Студент едва осознал смысл речей певички, но ответил согласием. Любовники вновь возлегли – плечом к плечу и не успели глазом моргнуть, как солнце поднялось на три шеста. Только тогда они встали и переменили платье. Омылись и были вполне убраны. Студент заметил, что день что-то хмурится. И вправду скоро полил дождь. Дорогу развезло: не пройти ни пешему, ни коню, и студент почел за лучшее провести у Мяонян еще два дня. Эти два дня сблизили и укрепили их чувства. Они были нераздельны – точно два ствола, выросшие на одном корню. Преисполнившись любовью к студенту, Мяонян отдала ему и привязанность и сердце. Но студент, хотя и согласился на словах взять ее в жены, решил не спешить, опасаясь и необузданного нрава, и непомерных желаний певички. Да что тут говорить, ведь и любовь может стать бременем! Размышляя о ее предложении, он колебался, принять его или не принять. Видя его нетвердость, Мяонян решила выяснить его намерения:
– Господин Фын! Согласны ли вы стать мне опорой в жизни? Если да, то завтра же пойдем в управу!
Студент не знал, как быть. Тогда Мяонян трижды повторила вопрос, и ничего иного не оставалось, как ответить согласием. Но про себя он все же был недоволен таким оборотом дела.
– Господин Фын! – снова сказала ему Мяонян. – Разрешите мне навестить мою названую сестру Дай Ичжи. Самое большее через час я вернусь. Хочу попрощаться со своей сестрицей по прозванию Золотая Орхидея.
Скоро одевшись, Мяонян ушла. Когда она пришла к Дай Ичжи, та, увидев ее, воскликнула:
– Старшая сестрица! Что произошло и отчего вы так радостны? Заранее поздравляю вас!
– Пришла попрощаться с тобой. Завтра уезжаю. Захочешь повидать меня, приезжай осенью. – И, сказав так, она стала прощаться.
– Похоже, сестрица покончила с морем бед! – сказала Дай Ичжи. – Не знаю, смогу ли я когда-нибудь тоже бросить свое ремесло!
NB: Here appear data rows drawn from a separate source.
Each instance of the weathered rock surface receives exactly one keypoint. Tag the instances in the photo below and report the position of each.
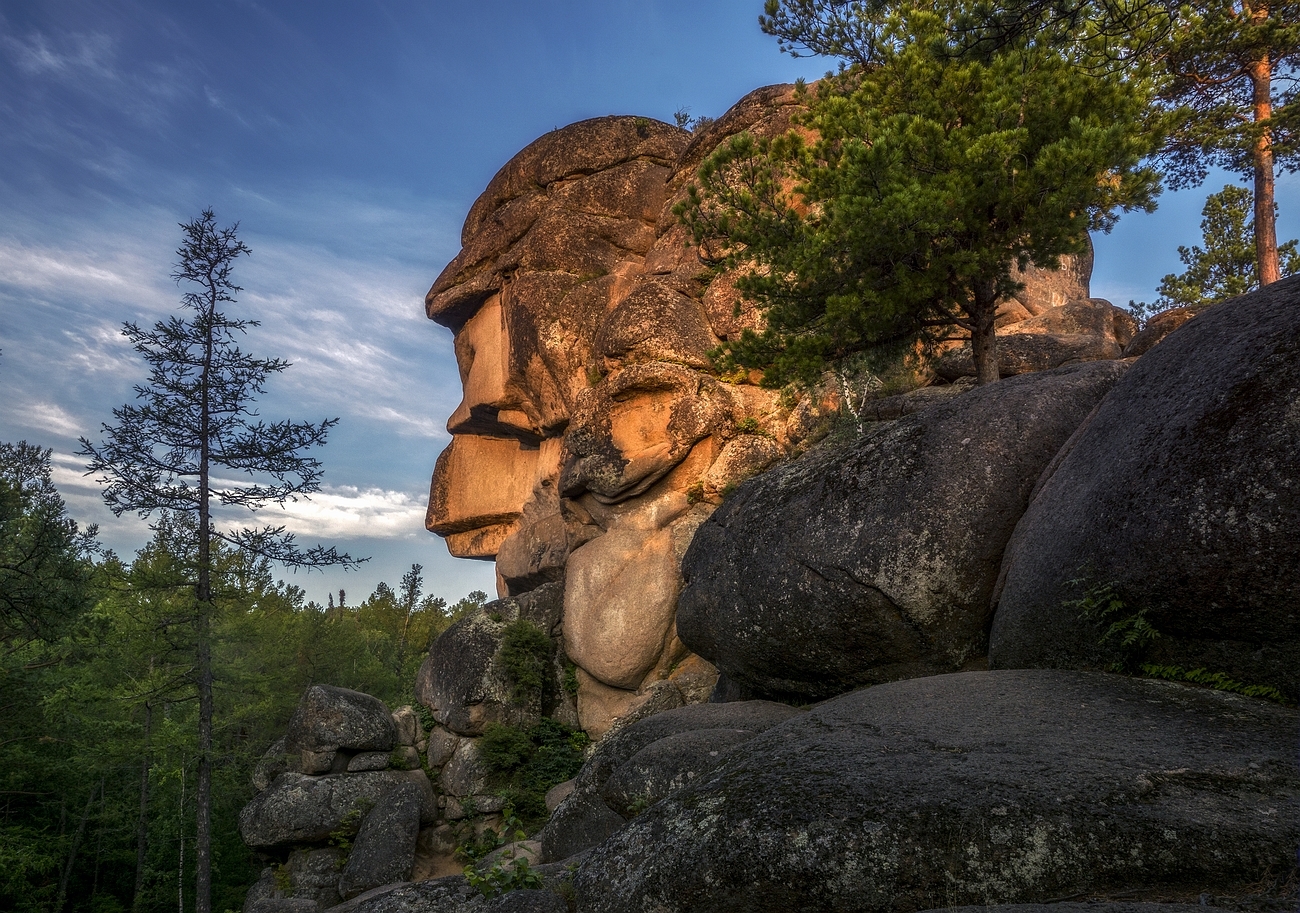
(1182, 494)
(307, 809)
(384, 848)
(583, 327)
(463, 683)
(970, 788)
(276, 761)
(875, 559)
(664, 766)
(1157, 328)
(330, 718)
(454, 895)
(1080, 330)
(584, 818)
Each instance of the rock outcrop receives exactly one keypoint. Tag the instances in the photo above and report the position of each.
(971, 788)
(346, 770)
(875, 559)
(641, 762)
(1181, 498)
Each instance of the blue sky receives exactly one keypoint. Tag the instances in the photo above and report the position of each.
(349, 139)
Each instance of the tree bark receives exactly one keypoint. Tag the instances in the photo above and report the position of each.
(983, 333)
(142, 825)
(72, 853)
(203, 645)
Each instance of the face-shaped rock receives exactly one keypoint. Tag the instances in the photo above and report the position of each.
(590, 423)
(593, 436)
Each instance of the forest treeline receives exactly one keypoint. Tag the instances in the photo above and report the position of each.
(98, 697)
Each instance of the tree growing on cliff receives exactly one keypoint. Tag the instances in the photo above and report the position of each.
(195, 418)
(1233, 78)
(1227, 72)
(1226, 265)
(932, 173)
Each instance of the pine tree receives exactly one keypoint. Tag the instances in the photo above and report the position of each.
(934, 173)
(1231, 81)
(1226, 265)
(195, 416)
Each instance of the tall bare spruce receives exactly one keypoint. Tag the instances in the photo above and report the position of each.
(193, 416)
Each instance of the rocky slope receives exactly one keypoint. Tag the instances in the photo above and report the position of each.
(1113, 506)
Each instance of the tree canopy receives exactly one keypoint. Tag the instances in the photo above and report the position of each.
(44, 559)
(930, 174)
(1226, 265)
(195, 418)
(1231, 77)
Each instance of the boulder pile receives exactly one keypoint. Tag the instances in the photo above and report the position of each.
(341, 804)
(594, 435)
(1051, 624)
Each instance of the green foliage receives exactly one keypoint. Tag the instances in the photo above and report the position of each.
(638, 804)
(284, 882)
(347, 829)
(1226, 265)
(570, 680)
(932, 174)
(525, 764)
(525, 658)
(1129, 634)
(508, 873)
(1126, 632)
(46, 562)
(1216, 680)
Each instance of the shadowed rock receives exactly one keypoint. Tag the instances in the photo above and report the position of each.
(1182, 496)
(970, 788)
(875, 559)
– Не печалься, – ответила Мяонян. – Заместо тебя я отдала свое сердце одному распутнику.
Певички взялись за руки и вышли из ворот, где и расстались. Едва Мяонян показалась в дверях, студент нетерпеливо спросил ее:
– Где это ты была так долго? Может, собралась навестить каждую из своих названых сестер?
Мяонян согласно кивнула головой, сказав, что так оно и было.
– Простите, заставила вас ждать! – извинилась она.
А едва стемнело, любовники опять разделили ложе. Радость, таившуюся внутри них, они не выказывали даже друг другу.
На следующий день, поднявшись едва ли не до света, Мяонян принялась собирать вещи и складывать их в огромный, обтянутый кожей сундук. Служанку послала за паланкином и носильщиком, Еще ранее отбыл студент. Прибыв домой, он велел слуге Фынлу по приезде гостьи встретить ее у ворот. Скоро во дворе появился паланкин с Мяонян. Она вошла в дом и огляделась. И хотя дом не походил на дворец, он нашла его просторным и покойным. Певичка сказала студенту:
– Ваша младшая сестра сегодня хочет возжечь курение росного ладана и ароматные свечи пред изображением божеств. Хочу обратиться к ним с молением, дабы даровали нам долгое счастье. Чтобы были мы неразлучны, точно феникс и пава-птица, и прожили в согласии сто лет.
– Я удостоился взаимной любви, могу ли воспротивиться судьбе своей, – так ответил студент на ее просьбу.
Молодые люди совершили поклонение божеству при зажженной узорной, то есть свадебной, свече, прося ниспослать им счастье и долголетие. Мяонян сказала так:
– Наложница из рода Сюэ, рожденная у ворот чиновника, проданная обманом в квартал проституток Пинкан еще в юные годы, обращается к богу. Ответь, почему в этой земной юдоли не должна я иметь опоры? Почему не могу быть счастливой? Все богатства и сбережения мои, а также душу и тело отныне вверяю супругу. По собственной воле хочу следовать за студентом Юэшэном. Простершись ниц перед божеством, даю верное слово, что буду добродетельной и верной супругой до гроба. В ином разе пусть не кончу жизнь на доброй стезе!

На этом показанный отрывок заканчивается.